Not all liquor was taken from army trains at the railroad junction.  One sutler smuggled hard cider into camp and offered the drink at a price of ten cents a glass.  Even this supply was not safe from the Pennsylvania boys.  A few enterprising men cut a hole in the sutler's tent from behind, tapped the back side of the barrel, and sold two times the cider for half the price.  According to Evan Woodward of the 2nd Pennsylvania Reserves, these soldiers were "liberally patronized" and soon drained the barrel of cider.  (Woodward 92.)

Thankfully for the sake of military discipline and sobriety, the Pennsylvania Reserves soon resumed their march.  On April 17, John F. Reynold's brigade struck camp and moved along the Orange & Alexandria Railroad towards Catlett's Station.  (OR, 1:12:3, 80; Sypher 174.)  The brigades of George Meade and E.O.C. Ord joined the advance the next day.  (OR, 1:12:3, 85; Sypher 174.)  By the start of May, the Pennsylvania Reserves had marched to Falmouth, across the Rappahannock from Fredericksburg.  In June, the men would join the Army of the Potomac on the Peninsula. Amidst the carnage of the Seven Days, many soldiers from the Reserves would probably have given anything to be back in Manassas, enjoying a bottle of whiskey with their comrades.

*The whiskey supply mentioned here was likely the same one discussed above in connection with the Bucktails episode.

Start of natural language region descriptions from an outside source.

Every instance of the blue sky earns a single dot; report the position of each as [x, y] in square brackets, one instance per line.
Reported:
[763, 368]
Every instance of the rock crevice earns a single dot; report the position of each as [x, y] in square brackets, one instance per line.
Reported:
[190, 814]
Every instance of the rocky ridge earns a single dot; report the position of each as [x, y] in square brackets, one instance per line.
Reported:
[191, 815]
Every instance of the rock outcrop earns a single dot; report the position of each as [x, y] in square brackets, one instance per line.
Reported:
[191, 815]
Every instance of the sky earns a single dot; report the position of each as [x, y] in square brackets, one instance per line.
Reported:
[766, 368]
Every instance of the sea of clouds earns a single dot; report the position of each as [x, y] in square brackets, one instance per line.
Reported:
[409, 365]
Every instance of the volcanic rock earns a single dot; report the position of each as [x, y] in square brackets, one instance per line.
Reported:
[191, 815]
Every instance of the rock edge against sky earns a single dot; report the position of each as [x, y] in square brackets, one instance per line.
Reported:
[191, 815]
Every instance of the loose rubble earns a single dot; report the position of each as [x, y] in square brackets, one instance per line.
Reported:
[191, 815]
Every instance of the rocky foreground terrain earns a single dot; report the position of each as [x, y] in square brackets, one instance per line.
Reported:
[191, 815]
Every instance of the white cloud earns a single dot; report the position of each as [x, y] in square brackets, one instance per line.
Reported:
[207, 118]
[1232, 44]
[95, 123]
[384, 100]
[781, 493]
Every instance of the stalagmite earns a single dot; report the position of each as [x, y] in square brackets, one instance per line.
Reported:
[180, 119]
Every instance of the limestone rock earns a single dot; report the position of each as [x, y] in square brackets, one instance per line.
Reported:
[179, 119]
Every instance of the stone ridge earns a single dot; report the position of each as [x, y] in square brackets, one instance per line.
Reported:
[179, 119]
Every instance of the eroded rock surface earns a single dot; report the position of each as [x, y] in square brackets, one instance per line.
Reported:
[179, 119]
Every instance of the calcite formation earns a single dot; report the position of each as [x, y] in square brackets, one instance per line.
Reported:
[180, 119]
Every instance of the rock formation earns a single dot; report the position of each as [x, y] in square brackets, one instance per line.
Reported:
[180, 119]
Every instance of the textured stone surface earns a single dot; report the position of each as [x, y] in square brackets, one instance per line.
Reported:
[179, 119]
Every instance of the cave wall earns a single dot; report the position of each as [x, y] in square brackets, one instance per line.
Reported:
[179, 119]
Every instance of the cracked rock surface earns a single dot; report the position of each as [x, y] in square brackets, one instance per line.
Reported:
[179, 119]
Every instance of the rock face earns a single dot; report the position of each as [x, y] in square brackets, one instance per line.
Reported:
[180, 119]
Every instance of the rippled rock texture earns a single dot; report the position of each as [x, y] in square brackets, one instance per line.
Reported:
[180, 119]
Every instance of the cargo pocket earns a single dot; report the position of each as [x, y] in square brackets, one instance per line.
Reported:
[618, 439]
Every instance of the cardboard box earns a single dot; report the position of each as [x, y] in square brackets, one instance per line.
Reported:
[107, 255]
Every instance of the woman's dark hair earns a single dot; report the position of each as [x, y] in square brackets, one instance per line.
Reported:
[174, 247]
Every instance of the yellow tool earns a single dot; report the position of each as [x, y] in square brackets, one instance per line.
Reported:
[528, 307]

Columbia Spy, Apr. 26, 1862; A.F. Hill, Our Boys: The Personal Experiences of a Soldier in the Army of the Potomac (1864); New York Times, Apr. 11, 1862; Philadelphia Press, Apr. 25, 1862; J.R. Sypher, History of the Pennsylvania Reserve Corps (1865); O.R. Howard Thomson & William H. Rauch, History of the "Bucktails" (1906); Edward Morrison Woodward, Our Campaigns (1865).